The financial system has reached a significant stability over the past six months, but some of the root causes of the crisis remain. One of those is an accumulation of debt. The implications of the stocks of debt held by agents across the economy – the debt hangover – and the current opportunities available to pay them down, before describing two reforms that might curb the accumulation of debt in the future, have been the focus of a speech in Liverpool by Andrew Haldane – Executive Director for Financial Stability for the Bank of England.
To different degrees a debt hangover is affecting households, financial and non-financial companies and sovereign states around the world, but is perhaps greatest in the financial system. Mr. Haldane noted, in his speech, that to date the servicing costs of these debts have been cushioned by policymakers’ actions, but public sector support can only ever offer temporary relief – they are not a long-run cure.
Which options are open to restore normal conditions? First, banks should take advantage of the profits they have achieved this year to bolster their balance sheets. “There is a strong case for banks, in the UK and internationally, pocketing this windfall rather than distributing it to either staff or shareholders.” That is, the bank of England is saying ‘no’ to the megabonuses banks and financial companies seem ready to pay their high level managers, as if the past 18 months had been no use. The very position expresses by the US President, Barack Obama days ago. This would allow banks’ balance sheets to be repaired while supporting lending to the real economy. Mr. Haldane expressed worries, though, there has been little evidence of such prudential opportunism thus far.

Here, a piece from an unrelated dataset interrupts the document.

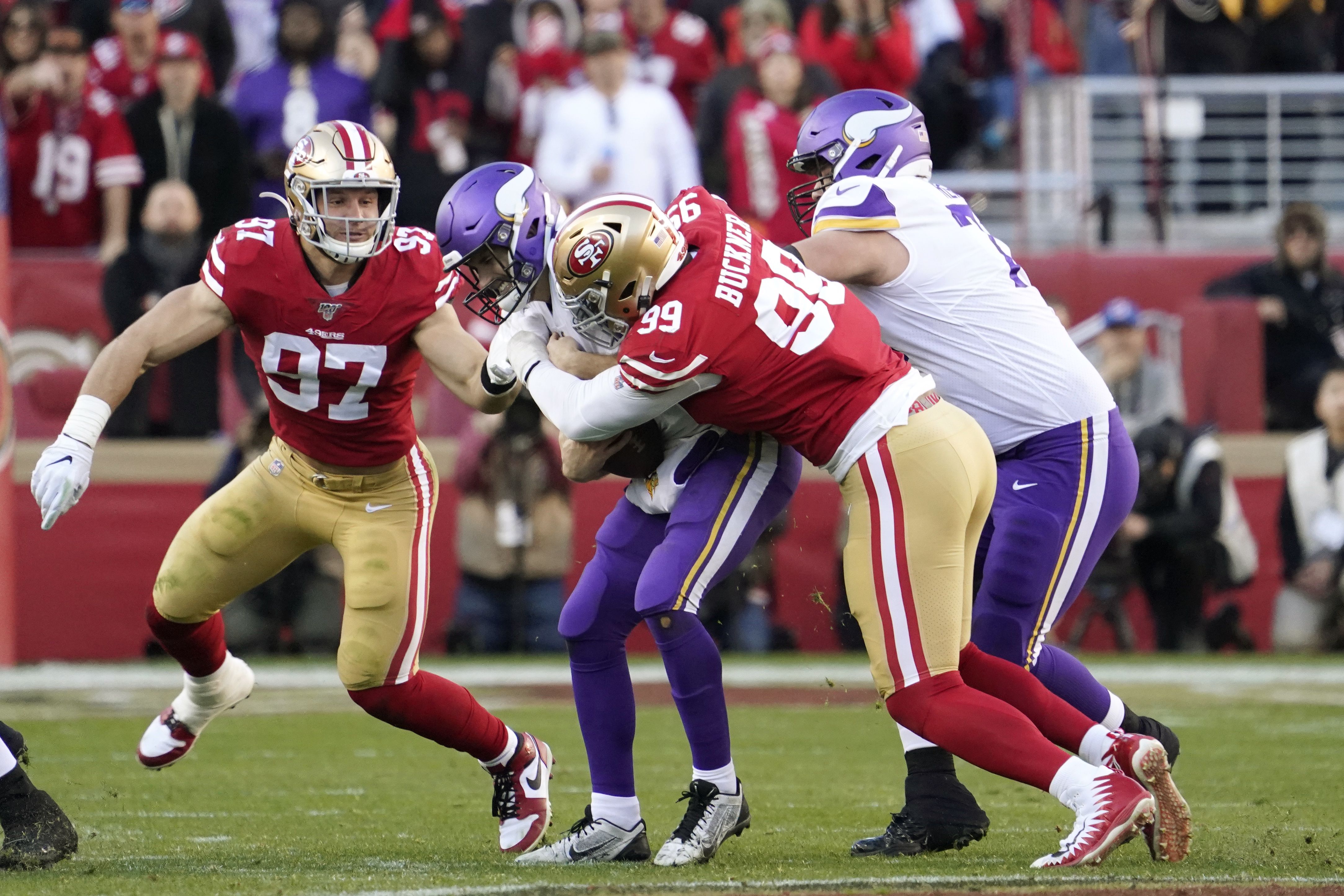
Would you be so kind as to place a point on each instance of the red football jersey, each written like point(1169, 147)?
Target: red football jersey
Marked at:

Second option, he says there is a case for restructuring debt claims into equity to benefit both lenders and borrowers. A number of global banks have, in effect, already initiated such strategies and they could help improve balance sheets across all sectors.
Debt crises cannot be eliminated, but their frequency and scale might be moderated. In order to do that, reforms are necessary. He suggested two in particular: First, macro-prudential policies should be designed to curb the credit cycle, and lean against the collective tendency for banks to make significant distributions even when profits are low; second, a redesign of debt contracts, such that they become state contingent. “If contingent capital became more widespread, banks’ capital ratios would be automatically stabilised over the cycle, lowering the chances of future banking crises.” He also believes there is merit in considering how state-contingent debt might be adopted in other sectors.